BAFTA Film Awards 2014: 12 Years A Slave and Gravity win big
Story by Jack Foley
Steve McQueen’s slavery drama won the night’s top prize, best film, as well as best actor for its leading man Chiwetel Ejiofor.
But Gravity was crowned best British film and Alfonso Cuaron took the coveted best director prize. It also picked up technical awards for cinematography, special visual effects, sound and original music.
After thanking everyone for the honour, McQueen pointed out that 21 million people are currently in slavery “as we sit here”, adding: “I just hope that 150 years from now our ambivalence will not allow another filmmaker to make this film.”
After picking up his prize for best actor, Ejiofor said he was deeply honoured and privileged to receive it. He also thanked director McQueen for his artistry and passion, as well as for introducing him to Solomon Northup, the real-life character he plays in the film. And he thanked all of his fellow cast members, describing co-star Michael Fassbender, in particular, as “a marvel”.
Best director Cuaron, meanwhile, said he considers himself a part of the British film industry, having made half of his films in the UK, and joked: “I guess I would make a very good case for curbing immigation.”
But he went on to say that the award meant a lot and praised leading lady Sandra Bullock, without whose performance “everything would have been nonsense”.

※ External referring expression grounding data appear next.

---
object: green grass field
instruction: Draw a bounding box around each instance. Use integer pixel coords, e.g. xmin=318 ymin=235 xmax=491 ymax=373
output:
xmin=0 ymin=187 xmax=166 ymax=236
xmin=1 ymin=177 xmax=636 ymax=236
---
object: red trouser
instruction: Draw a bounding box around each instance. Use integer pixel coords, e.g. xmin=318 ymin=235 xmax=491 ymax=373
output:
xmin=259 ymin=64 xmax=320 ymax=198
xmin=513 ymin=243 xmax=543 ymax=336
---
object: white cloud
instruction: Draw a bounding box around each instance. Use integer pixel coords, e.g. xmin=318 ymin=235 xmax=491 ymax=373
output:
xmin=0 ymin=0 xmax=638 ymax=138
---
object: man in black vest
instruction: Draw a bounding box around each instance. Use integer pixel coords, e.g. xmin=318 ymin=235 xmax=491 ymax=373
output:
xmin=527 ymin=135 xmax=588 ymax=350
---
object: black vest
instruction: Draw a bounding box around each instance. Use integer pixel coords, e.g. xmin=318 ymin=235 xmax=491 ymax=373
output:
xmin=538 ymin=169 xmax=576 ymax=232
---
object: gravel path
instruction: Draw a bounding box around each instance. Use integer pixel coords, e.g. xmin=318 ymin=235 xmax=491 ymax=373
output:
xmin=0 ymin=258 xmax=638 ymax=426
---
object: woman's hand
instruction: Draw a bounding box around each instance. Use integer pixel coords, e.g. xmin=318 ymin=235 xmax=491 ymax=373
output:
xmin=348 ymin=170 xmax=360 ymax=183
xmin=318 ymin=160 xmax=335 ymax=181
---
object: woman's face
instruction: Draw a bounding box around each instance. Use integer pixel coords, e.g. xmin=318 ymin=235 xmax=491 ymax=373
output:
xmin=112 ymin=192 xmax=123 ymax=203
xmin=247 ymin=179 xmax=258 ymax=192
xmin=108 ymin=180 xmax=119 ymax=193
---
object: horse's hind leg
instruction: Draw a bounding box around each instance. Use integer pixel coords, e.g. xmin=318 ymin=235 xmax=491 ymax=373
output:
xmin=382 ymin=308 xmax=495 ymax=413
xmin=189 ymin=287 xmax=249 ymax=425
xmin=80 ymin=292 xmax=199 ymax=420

Another multiple award winner was American Hustle, which had gone into the ceremony with 10 nominations. It picked up trophies for Jennifer Lawrence as best supporting actress and best original screenplay for Eric Warren Singer and David O. Russell (who also directed).
Lawrence herself was not at the ceremony, prompting Russell to accept her prize.
One of the few big surprises of the night occurred in the best supporting actor category, where newcomer Barkhad Adbi beat favourite Michael Fassbender to the prize for his performance in Captain Phillips. The Somalia born actor was recognised for his portrayal of a modern day pirate.
He thanked leading man Tom Hanks “for everything” and director Paul Greengrass for believing in him before he believed in himself.
Cate Blanchett, however, surprised few by picking up best actress for her role in Woody Allen’s Blue Jasmine – adding to the multitude of prizes she has already picked up this awards season.
She described the film as the most extraordiary opportunity for an actress and thanked everyone who made it so memorable and such a game changer for her. And she also dedicated the award to the “late, great” Philip Seymour Hoffman, whom she described as an inspiration for his “monumental talent, generosity and quest for truth in art and real life”.
Philomena was recognised with the best adapted screenplay prize, which went to Steve Coogan and Jeff Pope.
Disney’s Frozen claimed the best animation prize, ahead of Disney-Pixar’s Monsters University and Despicable Me 2, while the short animation award was won by Sleeping With The Fishes.
The BAFTA for outstanding debut by a British writer, director or producer went to Kieran Evans for Kelly + Victor, the tale of a young couple embarking on a passionate love affair.
While US directing legend Ron Howard saw his Formula One movie Rush, which chronicles the rivalry between James Hunt and Niki Lauda, win the award for best editing.
Young British actor Will Poulter won the EE Rising Star Award, as voted for by members of the public. Having broken through in Son of Rambow he has since gone on to star in films as diverse as Dexter Fletcher’s Wild Bill and Hollywood blockbuster comedy smash We’re The Millers.
Baz Luhrmann’s The Great Gatsby picked up two awards for production design and costume design.
The awards were hosted for a ninth time by actor Stephen Fry.